Immediately before the heavily guarded economic summit was set to begin, an inconvenient visitor arrived and demanded to be let into the meeting: Hurricane Sandy.

Buoyed on a flood of climate protestors from around North Carolina, the 12-foot Hurricane Sandy puppet ensured that responsibility for the ongoing global climate catastrophe wasn’t ignored, but was placed squarely where it belongs: on the shoulders of coal pushing corporations like Bank of America and Duke Energy.

While Bank of America’s executives focus on the bank’s profits, the outlook for our communities is bleak.
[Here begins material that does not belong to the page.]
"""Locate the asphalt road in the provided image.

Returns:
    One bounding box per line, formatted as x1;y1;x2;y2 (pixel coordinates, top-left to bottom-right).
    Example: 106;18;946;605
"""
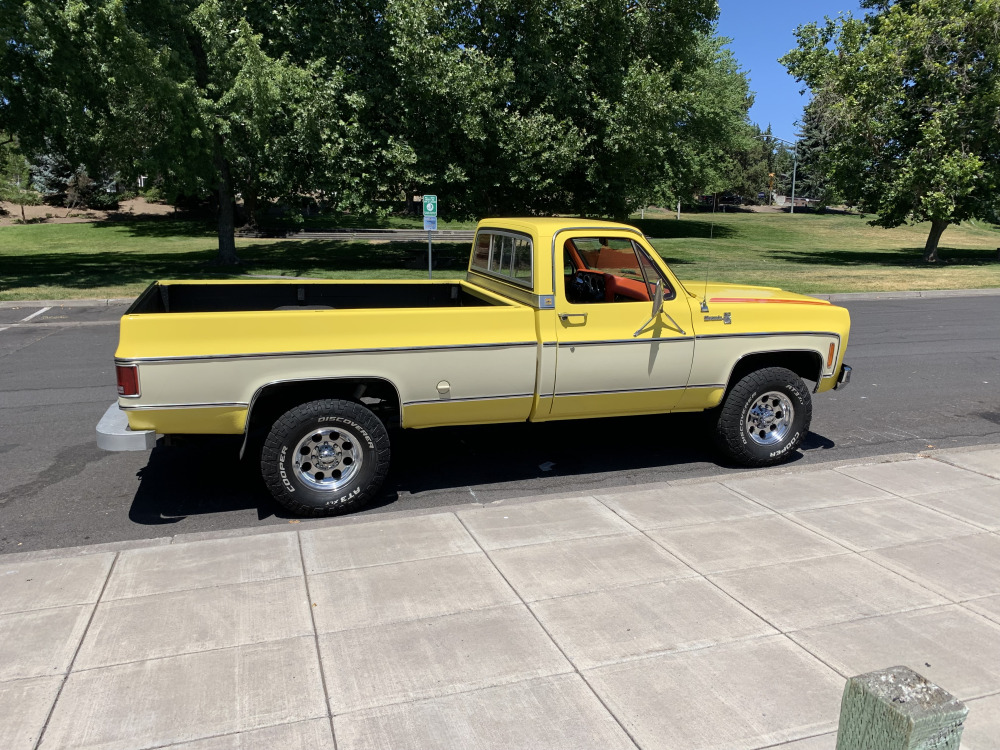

Thanks to Bank of America’s coal financing, the outlook is rapid climate change, increasing drought, famine, and superstorms like Sandy. The presence of Sandy’s likeness at this economic outlook conference points to the fact that in the months to come, climate will be impossible to ignore—and will majorly disrupt global markets and communities.

Featuring weeping eyes and strands of hair inscribed with the neighborhoods and boroughs devastated by the hurricane, the giant Sandy puppet assailed the meeting’s entryways, and repeatedly faced off with swarms of Charlotte police. While police were able to prevent the Hurricane Sandy puppet from accessing the meeting, these security forces failed to prevent the climate protests from disrupting the meeting.

Only a few minutes into the panel discussion, which focused heavily on Bank of America executive, David Darnell and Duke Energy CEO, Jim Rogers, a RAN activist jumped onstage and unfurled a banner reading “Bank of America: Stop Funding Coal.” The message was successfully delivered, and the activist was ushered out of the building—but not before media took notice and documented the intervention.

As urgency continues to build around the need for strong climate action to end investment and consumption of fossil fuels, bad actors like Bank of America will experience increasing pressure to stop banking on the global catastrophe of climate change—and we won’t stop until they do.